Riguardo ad esempio il tema inesauribile ricchi-poveri, laddove Haneke affronta le scene con lucida freddezza e rigore morale a dir poco disturbanti, ossessivo sul significato ultimo del guardare e dell’essere guardati, The Square mi pare assai superficiale, ostentato, tutto fin troppo mostrato in platea, didascalico. Le banalità espresse sull’arte concettuale sono tipiche di chi ne discute da bar in maniera naïf e pretestuosa, senza esserne veramente coinvolti dal di dentro. E poi l’insistenza programmatica su quel: “Il quadrato è un santuario al cui interno abbiamo tutti gli stessi diritti e gli stessi doveri” mi sa tanto di moralismo opportunista che vorrebbe sensibilizzare gli spettatori sul fatto che lo stesso schermo del cinema è un quadrato, perdio che trovata di genio!
È palesemente un film a tesi con un buon soggetto ma con una sceneggiatura sfibrata dai simbolismi sciatti che pretendono essere intellettuali/surrealisti à la Buñuel (la scimmia in casa della giornalista americana? bah!). Per tacere dei dialoghi imbarazzanti, agli eventi in sé privi di coerenza interna: lui che viene derubato di portafoglio e cellulare in mezzo a tutta quella folla di gente, con la presunta pazza inseguita che urla a quel modo senza che la polizia si allarmi? Ancora, ma se tramite la localizzazione satelittare sanno dove si trovano quelli che hanno rubato il cellulare secondo quale logica il protagonista del film si avventura nella palazzina alla periferia della città a imbucare lettere di minaccia a tutti i condomini piuttosto che affidare l’investigazione alla polizia? Insomma senza stare qui a fare le pulci ad una sceneggiatura inconsistente, tutto il pacchetto mi pare un po’ raffazzonato con evidente sciatteria solo per dare valore alla “tesi” di fondo che l’uomo è malvagio e l’arte non riflette la vita? Mi pare troppo poco e tanto pretestuoso da farne un film di 2 ore e mezza. E a proposito di simboli sciatti, i poveri e i ricchi sono abbozzati come i disegni dei bambini, idealizzati quali manichini senz’anima né vita propria. Poveri di maniera perché utili a dimostrare la tesi a tavolino del regista e dei produttori, una tesi tutto sommato da ricchi imbolsiti, rassicurante, goffa e a lieto fine.
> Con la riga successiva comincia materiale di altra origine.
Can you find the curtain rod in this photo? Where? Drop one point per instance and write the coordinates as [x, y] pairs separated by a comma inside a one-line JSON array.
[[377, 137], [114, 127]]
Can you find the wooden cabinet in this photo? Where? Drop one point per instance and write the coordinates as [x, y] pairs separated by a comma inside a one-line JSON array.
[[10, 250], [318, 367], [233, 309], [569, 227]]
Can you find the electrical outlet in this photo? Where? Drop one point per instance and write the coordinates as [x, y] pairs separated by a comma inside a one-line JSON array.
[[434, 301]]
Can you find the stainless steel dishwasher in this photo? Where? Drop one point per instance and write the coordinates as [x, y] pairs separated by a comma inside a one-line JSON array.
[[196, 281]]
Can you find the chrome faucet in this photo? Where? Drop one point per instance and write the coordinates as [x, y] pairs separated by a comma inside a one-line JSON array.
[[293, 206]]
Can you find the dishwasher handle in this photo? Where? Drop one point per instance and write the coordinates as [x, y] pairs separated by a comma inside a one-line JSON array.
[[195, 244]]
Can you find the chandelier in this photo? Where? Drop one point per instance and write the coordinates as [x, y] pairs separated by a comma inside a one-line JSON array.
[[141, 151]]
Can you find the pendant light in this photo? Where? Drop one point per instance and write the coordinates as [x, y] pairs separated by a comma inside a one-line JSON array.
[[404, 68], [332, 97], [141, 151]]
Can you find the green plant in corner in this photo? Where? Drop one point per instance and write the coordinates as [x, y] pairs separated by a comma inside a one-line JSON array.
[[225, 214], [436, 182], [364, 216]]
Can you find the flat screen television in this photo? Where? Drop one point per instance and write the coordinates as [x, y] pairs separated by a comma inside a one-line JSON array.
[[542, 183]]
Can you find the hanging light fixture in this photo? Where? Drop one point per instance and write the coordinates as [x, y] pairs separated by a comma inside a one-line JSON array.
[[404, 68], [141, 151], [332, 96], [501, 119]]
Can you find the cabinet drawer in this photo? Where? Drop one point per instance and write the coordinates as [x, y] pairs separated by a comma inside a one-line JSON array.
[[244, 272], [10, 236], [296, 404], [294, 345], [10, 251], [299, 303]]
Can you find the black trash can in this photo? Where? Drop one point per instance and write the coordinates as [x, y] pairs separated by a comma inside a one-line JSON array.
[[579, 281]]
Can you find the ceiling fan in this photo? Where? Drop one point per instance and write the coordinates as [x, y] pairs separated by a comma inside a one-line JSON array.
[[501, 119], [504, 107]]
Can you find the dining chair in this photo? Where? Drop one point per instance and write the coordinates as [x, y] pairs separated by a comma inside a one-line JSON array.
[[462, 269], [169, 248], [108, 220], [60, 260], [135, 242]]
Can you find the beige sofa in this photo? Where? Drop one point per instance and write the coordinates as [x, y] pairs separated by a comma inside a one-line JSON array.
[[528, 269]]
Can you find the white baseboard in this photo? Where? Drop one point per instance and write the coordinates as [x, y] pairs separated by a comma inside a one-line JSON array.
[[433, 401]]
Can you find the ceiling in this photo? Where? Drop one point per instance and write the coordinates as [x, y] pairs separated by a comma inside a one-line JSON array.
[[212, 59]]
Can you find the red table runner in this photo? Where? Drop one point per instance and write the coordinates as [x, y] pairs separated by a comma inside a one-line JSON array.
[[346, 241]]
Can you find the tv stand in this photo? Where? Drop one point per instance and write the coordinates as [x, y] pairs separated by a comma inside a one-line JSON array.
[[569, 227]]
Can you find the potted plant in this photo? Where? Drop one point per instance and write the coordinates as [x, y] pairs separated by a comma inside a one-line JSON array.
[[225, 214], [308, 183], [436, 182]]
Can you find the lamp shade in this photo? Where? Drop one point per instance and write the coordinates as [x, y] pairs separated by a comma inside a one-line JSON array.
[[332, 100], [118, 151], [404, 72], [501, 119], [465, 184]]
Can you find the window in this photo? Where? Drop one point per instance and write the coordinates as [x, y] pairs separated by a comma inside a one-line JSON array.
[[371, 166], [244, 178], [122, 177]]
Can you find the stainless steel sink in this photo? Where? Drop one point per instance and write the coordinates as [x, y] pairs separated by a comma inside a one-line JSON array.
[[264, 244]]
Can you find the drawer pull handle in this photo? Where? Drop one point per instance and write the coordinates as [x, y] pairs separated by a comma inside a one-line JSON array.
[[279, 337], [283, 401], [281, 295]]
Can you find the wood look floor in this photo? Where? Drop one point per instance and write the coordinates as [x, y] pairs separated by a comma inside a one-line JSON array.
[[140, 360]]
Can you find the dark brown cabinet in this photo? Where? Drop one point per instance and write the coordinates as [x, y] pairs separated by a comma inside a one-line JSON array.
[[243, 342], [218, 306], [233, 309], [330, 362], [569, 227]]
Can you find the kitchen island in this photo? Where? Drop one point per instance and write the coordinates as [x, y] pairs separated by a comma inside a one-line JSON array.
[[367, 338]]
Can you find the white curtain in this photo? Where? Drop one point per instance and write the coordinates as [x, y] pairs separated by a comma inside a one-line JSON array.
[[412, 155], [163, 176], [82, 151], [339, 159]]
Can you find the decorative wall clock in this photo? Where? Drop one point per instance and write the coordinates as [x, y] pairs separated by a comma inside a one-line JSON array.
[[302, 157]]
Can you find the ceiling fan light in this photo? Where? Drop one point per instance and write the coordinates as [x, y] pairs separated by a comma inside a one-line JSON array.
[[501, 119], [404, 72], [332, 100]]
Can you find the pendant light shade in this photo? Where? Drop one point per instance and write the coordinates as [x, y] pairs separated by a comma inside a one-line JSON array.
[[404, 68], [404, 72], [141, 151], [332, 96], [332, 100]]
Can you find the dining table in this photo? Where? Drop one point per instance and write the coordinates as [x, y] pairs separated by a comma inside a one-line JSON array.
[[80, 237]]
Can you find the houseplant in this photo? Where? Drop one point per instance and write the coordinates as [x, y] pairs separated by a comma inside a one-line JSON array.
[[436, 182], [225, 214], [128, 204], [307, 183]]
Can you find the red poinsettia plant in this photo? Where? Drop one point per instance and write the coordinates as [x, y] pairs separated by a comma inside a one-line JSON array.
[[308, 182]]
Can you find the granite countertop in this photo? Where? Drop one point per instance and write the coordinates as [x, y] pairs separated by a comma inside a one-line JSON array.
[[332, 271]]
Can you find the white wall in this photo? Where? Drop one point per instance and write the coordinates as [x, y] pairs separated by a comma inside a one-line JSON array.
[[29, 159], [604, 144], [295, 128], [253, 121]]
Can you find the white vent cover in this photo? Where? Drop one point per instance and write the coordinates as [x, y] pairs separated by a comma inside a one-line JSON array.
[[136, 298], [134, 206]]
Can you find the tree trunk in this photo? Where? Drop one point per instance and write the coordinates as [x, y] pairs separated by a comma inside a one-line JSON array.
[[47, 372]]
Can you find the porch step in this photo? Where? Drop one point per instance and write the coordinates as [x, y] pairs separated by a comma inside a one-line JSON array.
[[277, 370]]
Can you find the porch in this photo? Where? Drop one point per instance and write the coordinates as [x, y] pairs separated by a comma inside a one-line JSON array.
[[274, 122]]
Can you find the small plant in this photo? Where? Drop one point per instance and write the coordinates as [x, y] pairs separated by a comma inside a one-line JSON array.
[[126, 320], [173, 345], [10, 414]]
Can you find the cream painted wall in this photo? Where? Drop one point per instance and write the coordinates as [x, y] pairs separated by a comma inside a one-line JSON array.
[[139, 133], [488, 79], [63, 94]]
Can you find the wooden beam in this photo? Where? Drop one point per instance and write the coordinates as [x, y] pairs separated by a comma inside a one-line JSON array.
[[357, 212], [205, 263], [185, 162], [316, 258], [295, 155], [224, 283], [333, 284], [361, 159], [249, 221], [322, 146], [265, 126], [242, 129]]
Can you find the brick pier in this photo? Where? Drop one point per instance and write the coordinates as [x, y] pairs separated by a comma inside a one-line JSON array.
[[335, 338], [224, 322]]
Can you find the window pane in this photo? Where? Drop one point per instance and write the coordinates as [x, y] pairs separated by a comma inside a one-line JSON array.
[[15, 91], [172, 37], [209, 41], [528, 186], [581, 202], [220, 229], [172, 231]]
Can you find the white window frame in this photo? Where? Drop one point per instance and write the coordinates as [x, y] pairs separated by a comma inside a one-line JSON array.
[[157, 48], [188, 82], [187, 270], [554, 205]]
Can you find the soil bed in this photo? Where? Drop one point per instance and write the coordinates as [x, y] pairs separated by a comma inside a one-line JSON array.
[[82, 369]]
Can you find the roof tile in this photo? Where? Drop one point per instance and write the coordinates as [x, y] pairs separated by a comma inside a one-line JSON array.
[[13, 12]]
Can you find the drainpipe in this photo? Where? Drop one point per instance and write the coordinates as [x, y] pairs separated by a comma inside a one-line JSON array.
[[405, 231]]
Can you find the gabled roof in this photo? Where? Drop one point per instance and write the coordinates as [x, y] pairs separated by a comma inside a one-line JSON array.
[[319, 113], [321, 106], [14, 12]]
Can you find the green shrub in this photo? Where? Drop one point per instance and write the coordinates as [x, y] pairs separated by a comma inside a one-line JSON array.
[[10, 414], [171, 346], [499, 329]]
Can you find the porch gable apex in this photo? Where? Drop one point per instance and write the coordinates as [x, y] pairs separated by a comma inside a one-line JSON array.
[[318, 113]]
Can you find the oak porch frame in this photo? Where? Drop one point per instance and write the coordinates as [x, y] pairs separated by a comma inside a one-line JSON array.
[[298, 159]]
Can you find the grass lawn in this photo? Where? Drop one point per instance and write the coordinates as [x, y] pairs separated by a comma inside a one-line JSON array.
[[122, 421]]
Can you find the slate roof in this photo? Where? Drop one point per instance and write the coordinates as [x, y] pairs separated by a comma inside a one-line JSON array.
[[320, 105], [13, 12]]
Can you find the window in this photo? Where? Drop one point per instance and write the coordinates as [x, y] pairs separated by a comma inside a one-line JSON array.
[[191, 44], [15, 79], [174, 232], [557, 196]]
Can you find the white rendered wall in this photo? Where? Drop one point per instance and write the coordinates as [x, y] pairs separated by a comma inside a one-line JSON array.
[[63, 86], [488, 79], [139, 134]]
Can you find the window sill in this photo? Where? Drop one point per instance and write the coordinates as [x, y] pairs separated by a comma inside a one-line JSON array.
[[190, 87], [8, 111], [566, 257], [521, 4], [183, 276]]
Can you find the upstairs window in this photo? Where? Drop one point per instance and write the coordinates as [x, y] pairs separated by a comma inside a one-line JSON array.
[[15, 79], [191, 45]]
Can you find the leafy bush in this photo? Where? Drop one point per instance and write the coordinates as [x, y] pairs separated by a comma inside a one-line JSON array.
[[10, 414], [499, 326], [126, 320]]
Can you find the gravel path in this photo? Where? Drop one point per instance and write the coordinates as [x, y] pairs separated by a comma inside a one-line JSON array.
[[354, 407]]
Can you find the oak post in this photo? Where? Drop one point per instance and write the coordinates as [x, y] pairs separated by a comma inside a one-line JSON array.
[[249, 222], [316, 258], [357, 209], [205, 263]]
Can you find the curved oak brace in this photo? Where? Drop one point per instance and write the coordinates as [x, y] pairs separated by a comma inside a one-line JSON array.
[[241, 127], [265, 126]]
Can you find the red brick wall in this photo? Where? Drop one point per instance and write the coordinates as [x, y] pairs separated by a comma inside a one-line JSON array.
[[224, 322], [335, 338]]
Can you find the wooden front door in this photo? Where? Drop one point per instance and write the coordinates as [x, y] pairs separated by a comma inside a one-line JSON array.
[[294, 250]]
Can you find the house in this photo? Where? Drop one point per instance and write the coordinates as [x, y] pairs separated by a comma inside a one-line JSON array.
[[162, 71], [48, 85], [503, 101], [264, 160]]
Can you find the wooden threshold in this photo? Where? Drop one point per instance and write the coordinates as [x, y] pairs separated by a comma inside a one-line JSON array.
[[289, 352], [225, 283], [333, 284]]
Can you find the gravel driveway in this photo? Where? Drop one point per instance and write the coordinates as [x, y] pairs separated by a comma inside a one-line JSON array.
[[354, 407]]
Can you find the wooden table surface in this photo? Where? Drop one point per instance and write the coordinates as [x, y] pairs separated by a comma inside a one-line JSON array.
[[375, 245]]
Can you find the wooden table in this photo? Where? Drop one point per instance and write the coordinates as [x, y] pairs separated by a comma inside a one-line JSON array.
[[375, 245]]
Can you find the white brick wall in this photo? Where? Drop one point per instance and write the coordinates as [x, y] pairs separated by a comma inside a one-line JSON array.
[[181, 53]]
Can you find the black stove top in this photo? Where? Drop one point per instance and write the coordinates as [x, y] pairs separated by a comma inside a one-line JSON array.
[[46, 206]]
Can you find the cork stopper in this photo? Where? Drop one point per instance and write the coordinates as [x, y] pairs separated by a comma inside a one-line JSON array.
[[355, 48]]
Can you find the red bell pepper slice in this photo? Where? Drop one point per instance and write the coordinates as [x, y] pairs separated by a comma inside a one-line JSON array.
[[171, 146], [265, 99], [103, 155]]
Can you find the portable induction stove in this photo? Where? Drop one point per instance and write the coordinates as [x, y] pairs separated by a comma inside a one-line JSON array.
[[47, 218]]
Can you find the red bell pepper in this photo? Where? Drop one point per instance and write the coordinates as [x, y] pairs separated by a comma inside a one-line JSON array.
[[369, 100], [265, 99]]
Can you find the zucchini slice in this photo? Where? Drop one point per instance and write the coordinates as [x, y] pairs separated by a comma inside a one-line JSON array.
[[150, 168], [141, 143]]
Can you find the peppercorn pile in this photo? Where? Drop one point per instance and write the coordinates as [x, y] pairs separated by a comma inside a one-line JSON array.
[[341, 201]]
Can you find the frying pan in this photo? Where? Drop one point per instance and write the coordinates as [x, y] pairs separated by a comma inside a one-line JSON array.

La scena della cena di gala con la bestia umana – un grande Terry Notary – lasciata libera tra i tavoli è degna di nota per un senso di inesplicabile, di potente angoscia e strazio emotivo ma poi a pensarci bene è del tutto appiccicata a caso al film, ancora una volta solo per “dimostrare” la sua scialba tesi di fondo.
I film a tesi hanno questa debolezza alla base che se non hai idee cinematografiche forti non basta un’idea, pure buona, a farne un buon film. Certo è un film che riflette in qualche maniera lo spirito dei tempi: la cattiveria, l’uso iperbolico della violenza per suscitare seguito sui social-media, l’ipocrisia dei ricchi e potenti. Significativo lui il protagonista che prova il discorso scritto in bagno anche quando fa a meno del foglio perché troppo formale, dunque anche la spontaneità è costruita a effetto, recitata ad hoc.
Il film ha vinto a Cannes nella gala del cinema con gli stessi commensali in sala che ridacchiavano, si “spaventavano”, applaudivano e celebravano quella bestialità esotica scappata dalla gabbia del circo, fino poi a scatenare la propria ferocia tanto da ammazzare l’animale umano. Ma in fondo non è la solita bêtise humaine che ha fatto premiare il film? La stupidità ambiziosa del giudicare e far vincere i premi. La velleità della carriera soprattutto quella rientra nella tesi finale di questo pretenzioso “film sull’arte” che fin dall’inizio è stato scritto e girato appunto per vincere la Palma di Cannes più che per tentare di fare un “film d’arte”.
The Square alla fine della fiera solletica dove pretende di dare cazzotti. Carezza più che graffiare. Sbaciucchia invece di mordere.
Ho iniziato la recensione dicendo che non è un film del tutto disonesto, però ha suscitato in me più rabbia che soddisfazione come in genere mi capita davanti a creazioni dell’intelletto di poca o malsicura onestà intellettuale. Rabbia per un’occasione persa soprattutto per il regista, anche se immagino che per il regista-sceneggiatore è proprio l’occasione della vita visto che gli ha fruttato il trionfo mondiale della Palme d‘or à Cannes. Ma a questo punto potremmo tranquillamente ritorcere contro il regista la scritta a neon di una delle installazioni artistiche mostrate nel film: YOU HAVE NOTHING (NON HAI NIENTE).